Token-Based Multi-condition Autoregressive Diffusion for Lung CT Image Generation
摘要
Medical image generation faces challenges due to data scarcity, high annotation costs, and the need for precise structural fidelity. While diffusion models excel at generating high-quality images, they suffer from slow sampling speeds. Conversely, autoregressive models, although efficient in sequence modeling, struggle with continuous visual signals. In this work, we propose a diffusion-to-autoregressive framework for lung CT image synthesis, where the autoregressive model learns the temporal denoising dynamics of a diffusion process.
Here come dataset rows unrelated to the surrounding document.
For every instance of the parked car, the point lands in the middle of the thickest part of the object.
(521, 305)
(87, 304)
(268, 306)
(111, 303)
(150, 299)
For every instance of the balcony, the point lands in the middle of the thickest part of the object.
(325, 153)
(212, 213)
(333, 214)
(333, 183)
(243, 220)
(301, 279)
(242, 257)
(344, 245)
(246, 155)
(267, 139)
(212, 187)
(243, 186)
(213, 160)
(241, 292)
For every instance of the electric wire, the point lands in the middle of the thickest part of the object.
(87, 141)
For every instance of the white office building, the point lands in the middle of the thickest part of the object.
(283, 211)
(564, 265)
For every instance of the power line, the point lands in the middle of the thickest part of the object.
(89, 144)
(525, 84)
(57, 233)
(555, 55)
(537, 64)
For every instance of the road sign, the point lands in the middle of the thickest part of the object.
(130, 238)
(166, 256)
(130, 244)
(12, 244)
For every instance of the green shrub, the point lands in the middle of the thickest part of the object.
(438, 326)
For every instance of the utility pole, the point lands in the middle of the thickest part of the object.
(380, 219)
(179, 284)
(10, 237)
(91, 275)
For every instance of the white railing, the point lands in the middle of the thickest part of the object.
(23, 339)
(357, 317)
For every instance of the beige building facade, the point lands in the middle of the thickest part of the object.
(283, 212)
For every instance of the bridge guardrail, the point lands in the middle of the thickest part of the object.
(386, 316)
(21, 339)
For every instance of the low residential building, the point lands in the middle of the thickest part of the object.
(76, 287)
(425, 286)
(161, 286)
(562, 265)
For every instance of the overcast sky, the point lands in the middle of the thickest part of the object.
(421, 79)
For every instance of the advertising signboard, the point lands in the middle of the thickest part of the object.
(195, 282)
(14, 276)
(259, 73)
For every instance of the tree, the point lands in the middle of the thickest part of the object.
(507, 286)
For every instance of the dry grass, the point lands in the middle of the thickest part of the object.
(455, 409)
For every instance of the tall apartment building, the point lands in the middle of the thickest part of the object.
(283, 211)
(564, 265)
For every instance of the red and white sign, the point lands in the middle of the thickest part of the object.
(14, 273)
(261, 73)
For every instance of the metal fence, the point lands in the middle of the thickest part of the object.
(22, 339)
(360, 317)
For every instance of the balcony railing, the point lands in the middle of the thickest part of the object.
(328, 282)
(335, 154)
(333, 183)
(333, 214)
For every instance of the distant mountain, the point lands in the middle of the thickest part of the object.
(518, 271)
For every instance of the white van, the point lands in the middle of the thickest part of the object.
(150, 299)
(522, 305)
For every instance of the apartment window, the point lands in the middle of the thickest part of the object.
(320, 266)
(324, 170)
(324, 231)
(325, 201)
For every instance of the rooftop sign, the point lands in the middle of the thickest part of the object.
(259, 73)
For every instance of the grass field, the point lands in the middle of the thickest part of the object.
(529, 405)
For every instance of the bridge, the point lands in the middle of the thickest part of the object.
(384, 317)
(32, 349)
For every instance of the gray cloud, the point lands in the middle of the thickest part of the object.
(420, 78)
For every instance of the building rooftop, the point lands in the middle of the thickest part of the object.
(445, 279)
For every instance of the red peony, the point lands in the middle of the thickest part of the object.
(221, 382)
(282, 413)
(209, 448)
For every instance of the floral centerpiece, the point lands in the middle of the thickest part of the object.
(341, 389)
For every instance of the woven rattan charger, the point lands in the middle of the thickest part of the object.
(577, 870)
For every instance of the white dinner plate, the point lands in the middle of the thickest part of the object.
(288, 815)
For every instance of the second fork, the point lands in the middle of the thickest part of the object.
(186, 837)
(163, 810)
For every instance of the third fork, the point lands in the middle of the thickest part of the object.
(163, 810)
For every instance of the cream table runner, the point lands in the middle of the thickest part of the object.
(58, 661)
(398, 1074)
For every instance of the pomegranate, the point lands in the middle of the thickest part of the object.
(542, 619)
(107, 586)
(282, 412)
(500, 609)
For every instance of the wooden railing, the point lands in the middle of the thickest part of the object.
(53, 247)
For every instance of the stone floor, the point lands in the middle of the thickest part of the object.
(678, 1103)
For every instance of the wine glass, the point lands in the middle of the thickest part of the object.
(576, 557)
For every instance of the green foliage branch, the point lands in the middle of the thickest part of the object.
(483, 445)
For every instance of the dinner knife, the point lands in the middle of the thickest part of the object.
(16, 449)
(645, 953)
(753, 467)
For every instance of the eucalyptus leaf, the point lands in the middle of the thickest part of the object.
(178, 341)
Specifically, we introduce a sequential diffusion tokenizer that discretizes intermediate diffusion latents into structured token sequences, enabling the AR transformer to perform next-step predictions on diffusion trajectories rather than raw images. This formulation preserves the coarse-to-fine generation behavior of diffusion models while substantially accelerating sampling. Additionally, we incorporate a multi-condition guidance mechanism that utilizes segmentation masks and anatomical structures to enhance generation controllability. Experiments on a low-dose lung CT dataset show that our method achieves outstanding performance in FID, IS, and SSIM metrics. Furthermore, a Visual Turing Test conducted with radiologists confirms the perceptual realism of the generated images. Our approach has potential for extension to multi-task and multi-modality medical imaging applications.